13 2 1.5 The option is out of the money and the most you can earn is the option price
16 5 1.5

writeput

 

Below we can see just a few common strategies that can be accomplished by using a different combination of owning and shorting (selling) the option or stock, using a call or a put and varying the stock price. You can also create even more in depth strategies by varying the expiration dates of your options.

optionstrategies

 

Simulator Option Trading

If options trading is allowed in your contest, you can use the Options trading page.

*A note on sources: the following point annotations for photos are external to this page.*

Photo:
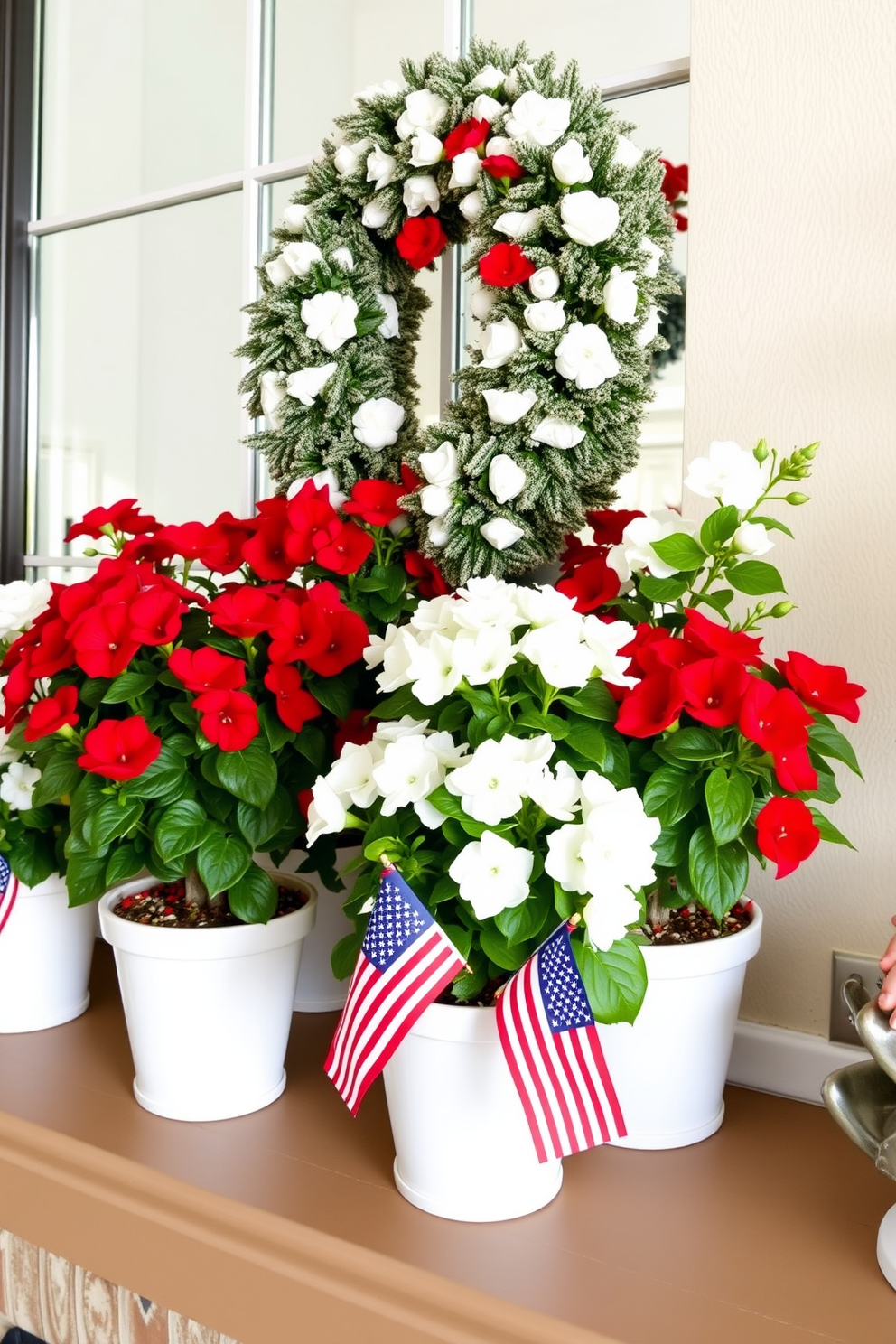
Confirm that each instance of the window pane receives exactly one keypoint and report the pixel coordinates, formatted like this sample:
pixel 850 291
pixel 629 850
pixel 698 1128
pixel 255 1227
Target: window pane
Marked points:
pixel 325 52
pixel 605 36
pixel 137 383
pixel 135 96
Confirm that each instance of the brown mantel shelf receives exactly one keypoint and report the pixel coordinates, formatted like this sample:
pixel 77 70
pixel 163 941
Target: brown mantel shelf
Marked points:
pixel 285 1225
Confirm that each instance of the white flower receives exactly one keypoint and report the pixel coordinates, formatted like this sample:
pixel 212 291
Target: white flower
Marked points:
pixel 21 603
pixel 730 473
pixel 380 167
pixel 545 284
pixel 571 164
pixel 655 257
pixel 548 314
pixel 490 77
pixel 752 539
pixel 500 343
pixel 488 109
pixel 505 477
pixel 374 215
pixel 650 327
pixel 426 149
pixel 621 296
pixel 440 464
pixel 508 407
pixel 556 433
pixel 537 120
pixel 628 154
pixel 607 917
pixel 584 355
pixel 330 319
pixel 518 223
pixel 272 394
pixel 587 218
pixel 388 327
pixel 424 110
pixel 347 159
pixel 435 500
pixel 19 784
pixel 421 194
pixel 471 206
pixel 501 532
pixel 308 383
pixel 636 553
pixel 492 873
pixel 465 168
pixel 294 218
pixel 378 421
pixel 407 773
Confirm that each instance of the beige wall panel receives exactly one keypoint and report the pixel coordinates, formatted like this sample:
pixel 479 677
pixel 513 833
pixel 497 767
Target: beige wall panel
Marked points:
pixel 791 335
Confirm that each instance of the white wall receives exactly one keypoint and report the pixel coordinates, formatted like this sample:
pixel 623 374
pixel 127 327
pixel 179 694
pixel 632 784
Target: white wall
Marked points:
pixel 791 335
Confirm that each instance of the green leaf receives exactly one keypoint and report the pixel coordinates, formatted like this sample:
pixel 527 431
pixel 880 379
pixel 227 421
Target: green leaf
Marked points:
pixel 681 551
pixel 719 527
pixel 730 801
pixel 717 873
pixel 615 981
pixel 670 795
pixel 829 741
pixel 61 774
pixel 128 686
pixel 248 774
pixel 755 578
pixel 253 898
pixel 181 829
pixel 222 861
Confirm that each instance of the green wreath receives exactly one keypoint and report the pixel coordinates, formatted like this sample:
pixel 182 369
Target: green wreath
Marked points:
pixel 570 236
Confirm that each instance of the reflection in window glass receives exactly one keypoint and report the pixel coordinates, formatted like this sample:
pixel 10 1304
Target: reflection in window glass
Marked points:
pixel 137 385
pixel 135 96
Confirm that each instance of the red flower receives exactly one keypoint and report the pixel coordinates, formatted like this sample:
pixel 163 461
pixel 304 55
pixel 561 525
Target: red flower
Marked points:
pixel 207 669
pixel 592 585
pixel 652 705
pixel 121 749
pixel 505 265
pixel 501 165
pixel 772 719
pixel 243 611
pixel 421 241
pixel 228 718
pixel 714 690
pixel 822 686
pixel 427 574
pixel 154 616
pixel 293 703
pixel 375 501
pixel 52 714
pixel 353 729
pixel 468 135
pixel 102 641
pixel 121 517
pixel 347 640
pixel 710 639
pixel 786 834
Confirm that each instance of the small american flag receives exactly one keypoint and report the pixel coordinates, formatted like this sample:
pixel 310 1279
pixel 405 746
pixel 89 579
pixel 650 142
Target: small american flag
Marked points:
pixel 405 963
pixel 554 1052
pixel 8 891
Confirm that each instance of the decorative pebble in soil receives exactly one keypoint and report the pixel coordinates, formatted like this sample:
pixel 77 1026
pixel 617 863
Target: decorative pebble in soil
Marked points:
pixel 167 906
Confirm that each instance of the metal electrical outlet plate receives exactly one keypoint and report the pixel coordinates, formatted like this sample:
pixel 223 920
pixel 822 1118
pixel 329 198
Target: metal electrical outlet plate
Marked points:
pixel 844 966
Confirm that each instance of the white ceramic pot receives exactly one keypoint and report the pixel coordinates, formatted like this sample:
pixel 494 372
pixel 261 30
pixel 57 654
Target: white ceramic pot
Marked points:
pixel 207 1010
pixel 317 988
pixel 669 1068
pixel 462 1144
pixel 46 949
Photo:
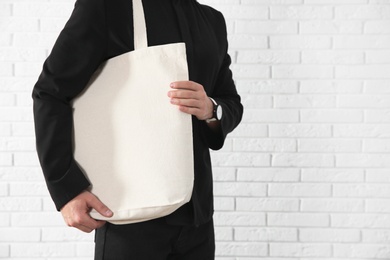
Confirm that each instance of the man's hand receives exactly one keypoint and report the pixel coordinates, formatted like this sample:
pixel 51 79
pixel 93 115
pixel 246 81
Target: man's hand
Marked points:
pixel 191 99
pixel 76 212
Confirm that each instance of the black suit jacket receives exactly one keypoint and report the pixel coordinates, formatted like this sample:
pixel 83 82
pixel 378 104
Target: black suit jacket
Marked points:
pixel 101 29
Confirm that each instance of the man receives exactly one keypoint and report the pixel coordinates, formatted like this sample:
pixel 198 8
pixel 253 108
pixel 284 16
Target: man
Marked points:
pixel 101 29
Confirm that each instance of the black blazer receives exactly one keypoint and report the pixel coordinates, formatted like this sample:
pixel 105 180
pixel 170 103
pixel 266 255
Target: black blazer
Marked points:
pixel 101 29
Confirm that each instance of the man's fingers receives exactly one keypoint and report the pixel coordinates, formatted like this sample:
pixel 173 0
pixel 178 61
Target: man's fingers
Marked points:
pixel 190 85
pixel 95 203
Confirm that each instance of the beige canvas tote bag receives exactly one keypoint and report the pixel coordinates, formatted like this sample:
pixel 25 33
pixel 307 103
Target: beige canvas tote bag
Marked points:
pixel 132 143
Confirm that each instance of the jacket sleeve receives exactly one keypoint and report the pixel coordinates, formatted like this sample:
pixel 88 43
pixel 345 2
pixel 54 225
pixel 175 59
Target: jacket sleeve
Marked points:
pixel 225 94
pixel 78 51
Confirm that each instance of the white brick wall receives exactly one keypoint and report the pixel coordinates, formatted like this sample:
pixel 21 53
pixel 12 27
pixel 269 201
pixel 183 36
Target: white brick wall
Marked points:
pixel 305 176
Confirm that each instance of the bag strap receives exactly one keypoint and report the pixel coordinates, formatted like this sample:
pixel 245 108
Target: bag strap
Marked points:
pixel 140 35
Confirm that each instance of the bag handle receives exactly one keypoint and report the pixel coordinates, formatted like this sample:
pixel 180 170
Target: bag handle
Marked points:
pixel 140 35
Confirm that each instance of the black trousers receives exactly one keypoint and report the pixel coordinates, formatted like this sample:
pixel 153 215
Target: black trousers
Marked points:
pixel 155 240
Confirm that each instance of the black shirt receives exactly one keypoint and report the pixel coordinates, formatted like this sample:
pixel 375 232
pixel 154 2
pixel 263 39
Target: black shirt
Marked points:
pixel 101 29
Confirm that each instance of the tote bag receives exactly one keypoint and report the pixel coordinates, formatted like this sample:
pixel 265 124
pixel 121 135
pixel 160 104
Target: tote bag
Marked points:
pixel 134 146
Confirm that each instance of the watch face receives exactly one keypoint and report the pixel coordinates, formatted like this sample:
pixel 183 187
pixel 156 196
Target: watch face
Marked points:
pixel 219 112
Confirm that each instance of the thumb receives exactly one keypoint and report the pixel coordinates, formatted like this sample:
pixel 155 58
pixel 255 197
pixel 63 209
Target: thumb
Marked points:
pixel 102 209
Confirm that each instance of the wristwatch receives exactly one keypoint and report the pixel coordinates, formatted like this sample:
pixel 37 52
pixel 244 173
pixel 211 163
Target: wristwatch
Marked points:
pixel 217 112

Trading options on your simulator is easy but there a few differences between the real world and a simulator.

To trade options start by going to the Make a trade => trade options tab.

options pit

  1. Simple or Spread: Simple is for one option whereas a spread will allow you two options that must both be calls or both puts with different strike prices.
  2. Action: Here you can select:
    Buy to Open: buy an option
    Buy to Close: Closes a written position (analogous to covering)
    Sell to Open: Opens a written position (analogous to shorting)
    Sell to Close: Closes a bought position
  3. Symbol: This is the symbol for the underlying asset.
  4. Put/Call: Select whether you want a put or call
  5. Expiry: This can only be selected after selecting your symbol and put/call. This will select the expiry date of your option.
  6. Strike: This can only be selected after selecting the expiry date. This selects the strike price.
  7. Quantity: Enter the quantity desired of options contracts. Remember! Options contracts are for 100 shares so when you buy 1 contract for $1 each it will in fact cost you $100
  8. Order Type: This will select if you wish a market, limit or stop order just as it would with stocks.
  9. Limit/Stop Price (if applicable): This is only selectable if you are using a limit or stop order
  10. Order Term (if applicable): This is only selectable if you are using a limit or stop order
  11. Expiration (if applicable): This is only selectable if you are using a “Good Till Date” order term
  12. Select preview and you can confirm your purchase.

Option nomenclature:

AAPL1504L85 is the way we write our options and can differ from other websites or brokerages.
Our options are written: Symbol Year Day (Call or Put and Month) Strike Price.

Call or Put and month:
A – L are for January – December Calls respectively
M – X are for January – December Puts respectively

Hence in the example above AAPL1504L85 : is an AAPL 2015 December Call for 85$ strike price.

Final Note: It is always a good idea to double check the open interest and volume for options as they trade infrequently. The best and most reliable is directly from Chicago Board Options Exchange (CBOE).